My best guess is that Andy planted about 10 times more trees than he cut down for firewood.  He loved the dead standing stuff, keeping the best snags for the woodpeckers, but taking the rest to heat our home.  The other tree cutters, the beavers, were his kindred spirits.  He loved to observe their various skill levels – some could drop their trees on a dime, and others hung them up one after the other.  He used to help out the latter by getting the trees to the ground, then come back the next day to chuckle at how the beavers had returned and nibbled all the greenery.

He took great pride in heating our home with a renewable source – wood.  One of his favourite things to do was watch for interesting pieces of wood as he cut and split about 6 bush cords of wood a year.  He kept the most promising pieces in order to create some wonderfully unusual and haunting pieces.  Some of his wood art had a more practical purpose, like his candle holders and trivets, but I truly loved the wood sculpture.

Andy Wood Sculptures
Wood sculptures by Andy

More wood scultpures
More wood sculptures by Andy

Deer Flies 

For all his love of nature, he never felt much compassion for the deer fly.  Based on internet research and some experimenting, he built a deer fly trapping device that mounted on the back of his ATV.  He kept modifying it until he was satisfied with its effectiveness.  On one pass of our 500 metre lane, he could capture almost 200 of them.  As a constant deterrent, he used those sticky hat strips.  I got used to the fact that the back of his head was always buzzing with deer flies stuck on them, but it did tend to gross out some of our visitors.

He was an avid recycler, and a composter royale, with two large bins on the go all the time.  He even set up a composting toilet by the river when we had our friends for camping weekends.  At one point in time, we indoor composted through the winter using a worm bin, and then set them free in his new garden beds in the spring. 

Dinner from a Stone

His gardening talents were really tested when he started to carve garden beds out of the Shield.  It was discouraging sometimes, but he kept at it, finding out what grew best in the hot and dry beds, and harvesting a truly remarkable amount of food for us to enjoy.  Who knew that you can get dinner from a stone?

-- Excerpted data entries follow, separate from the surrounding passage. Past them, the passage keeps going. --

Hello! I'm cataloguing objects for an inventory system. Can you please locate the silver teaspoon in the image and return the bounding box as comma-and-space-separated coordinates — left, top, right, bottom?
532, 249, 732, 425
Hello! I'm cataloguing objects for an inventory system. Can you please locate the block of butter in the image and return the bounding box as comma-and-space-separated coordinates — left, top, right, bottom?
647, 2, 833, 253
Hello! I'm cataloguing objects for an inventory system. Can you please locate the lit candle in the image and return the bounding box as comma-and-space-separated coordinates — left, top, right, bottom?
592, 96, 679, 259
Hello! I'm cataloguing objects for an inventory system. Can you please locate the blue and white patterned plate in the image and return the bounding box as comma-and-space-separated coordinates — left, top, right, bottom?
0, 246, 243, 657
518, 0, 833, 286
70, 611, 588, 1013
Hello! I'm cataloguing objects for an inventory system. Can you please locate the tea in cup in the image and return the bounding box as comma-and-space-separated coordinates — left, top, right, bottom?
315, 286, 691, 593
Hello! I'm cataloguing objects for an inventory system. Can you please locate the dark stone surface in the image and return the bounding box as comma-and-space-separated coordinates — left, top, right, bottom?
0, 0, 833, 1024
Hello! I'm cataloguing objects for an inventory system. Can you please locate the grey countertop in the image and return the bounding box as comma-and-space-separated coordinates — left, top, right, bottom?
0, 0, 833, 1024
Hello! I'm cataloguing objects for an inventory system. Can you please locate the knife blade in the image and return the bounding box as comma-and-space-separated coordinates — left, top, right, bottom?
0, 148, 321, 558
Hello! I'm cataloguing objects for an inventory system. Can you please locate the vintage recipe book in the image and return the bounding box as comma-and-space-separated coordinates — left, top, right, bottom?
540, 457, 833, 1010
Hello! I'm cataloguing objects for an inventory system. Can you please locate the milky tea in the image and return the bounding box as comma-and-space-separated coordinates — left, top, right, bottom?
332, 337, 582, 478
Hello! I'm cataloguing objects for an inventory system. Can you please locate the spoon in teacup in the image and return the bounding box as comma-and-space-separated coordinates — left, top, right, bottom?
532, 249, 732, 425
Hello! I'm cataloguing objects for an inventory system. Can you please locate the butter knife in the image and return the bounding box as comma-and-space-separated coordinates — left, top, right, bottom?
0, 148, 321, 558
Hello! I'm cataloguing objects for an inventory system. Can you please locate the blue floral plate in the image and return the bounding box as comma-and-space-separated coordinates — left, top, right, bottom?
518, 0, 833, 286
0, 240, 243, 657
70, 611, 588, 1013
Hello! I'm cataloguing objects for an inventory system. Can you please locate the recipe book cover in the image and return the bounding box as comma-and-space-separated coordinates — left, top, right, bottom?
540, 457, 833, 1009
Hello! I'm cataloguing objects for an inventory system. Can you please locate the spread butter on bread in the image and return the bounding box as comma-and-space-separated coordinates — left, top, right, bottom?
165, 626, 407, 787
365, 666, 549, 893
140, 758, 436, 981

  One of his biggest regrets was that he wasn’t able to drive in the dark because of bad night vision.  It kept him from getting involved more formally with groups that met in the evenings, but he always tried to help out in ways that he could.  I remember when we joined a group of people on a very cold winter’s day, dragging newly felled White Cedars into piles to improve the Loggerhead Shrike habitat on a piece of land just south of  Tamworth.  That he could do, in daylight.

Retirement: Never! 

In May of 1995, as a family, we planted over 200 trees on our land here in Tamworth, on the first day of his retirement from senior management at Queen’s Park. When he wasn’t picking black flies out of his teeth, he asked when it was that he would be able to retire.  I said never.  And he never did.